Given a dataset of molecules, computes the nearest neighbor molecule in a second dataset using one of several similarity metrics.

[`plot_property_distribution.py`](https://github.com/swansonk14/chemfunc/blob/main/src/chemfunc/plot_property_distribution.py) (function, script)

Plots the distribution of molecular properties of a set of molecules.

[`plot_tsne.py`](https://github.com/swansonk14/chemfunc/blob/main/src/chemfunc/plot_tsne.py) (function, script)

Runs a t-SNE on molecular fingerprints from one or more chemical libraries.

[`regression_to_classification.py`](https://github.com/swansonk14/chemfunc/blob/main/src/chemfunc/regression_to_classification.py) (function, script)

Converts regression data to classification data using given thresholds.

[`sample_molecules.py`](https://github.com/swansonk14/chemfunc/blob/main/src/chemfunc/sample_molecules.py) (function, script)

Samples molecules from a CSV file, either uniformly at random across the entire dataset or uniformly at random from each cluster within the data.

[`sdf_to_smarts.py`](https://github.com/swansonk14/chemfunc/blob/main/src/chemfunc/sdf_to_smarts.py) (function, script)

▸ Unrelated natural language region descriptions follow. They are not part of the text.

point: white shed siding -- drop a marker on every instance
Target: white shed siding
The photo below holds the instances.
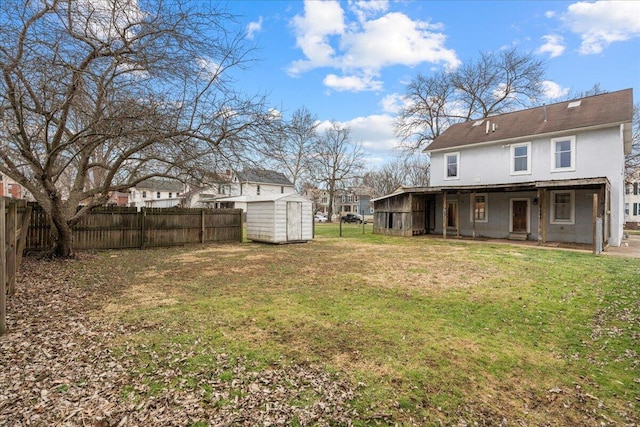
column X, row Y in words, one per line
column 267, row 219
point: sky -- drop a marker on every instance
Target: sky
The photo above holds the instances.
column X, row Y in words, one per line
column 350, row 61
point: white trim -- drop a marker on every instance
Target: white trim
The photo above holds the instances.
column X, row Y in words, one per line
column 524, row 138
column 512, row 149
column 572, row 141
column 446, row 165
column 572, row 214
column 486, row 207
column 519, row 199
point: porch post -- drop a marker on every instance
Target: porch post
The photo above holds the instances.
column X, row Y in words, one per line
column 594, row 224
column 540, row 219
column 473, row 215
column 543, row 220
column 444, row 214
column 458, row 217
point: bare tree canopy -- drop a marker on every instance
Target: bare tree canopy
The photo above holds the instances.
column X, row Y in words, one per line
column 291, row 149
column 98, row 95
column 410, row 171
column 337, row 160
column 496, row 83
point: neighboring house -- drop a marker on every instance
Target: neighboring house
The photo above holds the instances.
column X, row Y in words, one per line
column 251, row 183
column 10, row 188
column 355, row 199
column 207, row 195
column 546, row 173
column 156, row 193
column 632, row 203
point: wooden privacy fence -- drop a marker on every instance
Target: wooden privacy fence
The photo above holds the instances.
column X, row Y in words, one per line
column 14, row 221
column 128, row 228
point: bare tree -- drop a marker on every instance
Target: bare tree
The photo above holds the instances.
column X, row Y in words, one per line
column 336, row 160
column 496, row 83
column 96, row 96
column 410, row 171
column 292, row 149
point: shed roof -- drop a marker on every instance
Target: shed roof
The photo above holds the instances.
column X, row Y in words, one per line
column 160, row 184
column 264, row 198
column 263, row 176
column 606, row 109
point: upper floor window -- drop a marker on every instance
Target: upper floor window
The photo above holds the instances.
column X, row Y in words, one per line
column 562, row 207
column 563, row 151
column 451, row 165
column 521, row 158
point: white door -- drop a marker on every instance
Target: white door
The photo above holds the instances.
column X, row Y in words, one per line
column 294, row 221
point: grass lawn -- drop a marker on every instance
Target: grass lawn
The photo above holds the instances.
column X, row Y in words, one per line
column 427, row 331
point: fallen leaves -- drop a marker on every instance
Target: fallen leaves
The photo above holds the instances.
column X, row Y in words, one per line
column 61, row 365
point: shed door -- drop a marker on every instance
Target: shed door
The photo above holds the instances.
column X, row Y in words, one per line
column 294, row 221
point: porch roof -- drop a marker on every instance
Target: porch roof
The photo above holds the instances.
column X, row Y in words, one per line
column 519, row 186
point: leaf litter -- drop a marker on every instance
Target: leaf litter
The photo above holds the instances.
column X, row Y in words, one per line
column 62, row 363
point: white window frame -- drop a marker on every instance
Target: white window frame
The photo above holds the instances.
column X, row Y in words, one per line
column 552, row 203
column 554, row 141
column 446, row 165
column 486, row 207
column 512, row 151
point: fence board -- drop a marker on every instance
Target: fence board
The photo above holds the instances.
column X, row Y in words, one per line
column 126, row 228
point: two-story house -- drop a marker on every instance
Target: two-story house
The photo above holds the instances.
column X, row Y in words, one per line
column 632, row 202
column 156, row 193
column 553, row 173
column 254, row 183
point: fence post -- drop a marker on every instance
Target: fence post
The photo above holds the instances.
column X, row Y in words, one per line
column 24, row 232
column 143, row 227
column 3, row 261
column 11, row 225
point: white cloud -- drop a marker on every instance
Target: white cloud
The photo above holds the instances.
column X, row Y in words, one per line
column 352, row 83
column 553, row 90
column 364, row 9
column 254, row 27
column 360, row 48
column 320, row 20
column 392, row 103
column 603, row 22
column 375, row 132
column 554, row 45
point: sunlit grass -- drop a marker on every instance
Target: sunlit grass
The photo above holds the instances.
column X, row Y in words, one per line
column 436, row 330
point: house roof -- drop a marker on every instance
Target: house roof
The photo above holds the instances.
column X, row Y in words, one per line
column 606, row 109
column 263, row 176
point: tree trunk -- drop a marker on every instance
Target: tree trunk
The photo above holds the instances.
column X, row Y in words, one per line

Converts an SDF file to a CSV file with SMARTS.

[`sdf_to_smiles.py`](https://github.com/swansonk14/chemfunc/blob/main/src/chemfunc/sdf_to_smiles.py) (function, script)

Converts an SDF file to a CSV file with SMILES.

[`select_from_clusters.py`](https://github.com/swansonk14/chemfunc/blob/main/src/chemfunc/select_from_clusters.py) (function, script)

Selects the best molecule from each cluster.

[`smiles_to_svg.py`](https://github.com/swansonk14/chemfunc/blob/main/src/chemfunc/smiles_to_svg.py) (function, script)

Converts a SMILES string to an SVG image of the molecule.

[`visualize_molecules.py`](https://github.com/swansonk14/chemfunc/blob/main/src/chemfunc/visualize_molecules.py)(function, script)

Converts a file of SMILES to images of molecular structures.

[`visualize_reactions.py`](https://github.com/swansonk14/chemfunc/blob/main/src/chemfunc/visualize_reactions.py) (function, script)

Converts a file of reaction SMARTS to images of chemical reactions.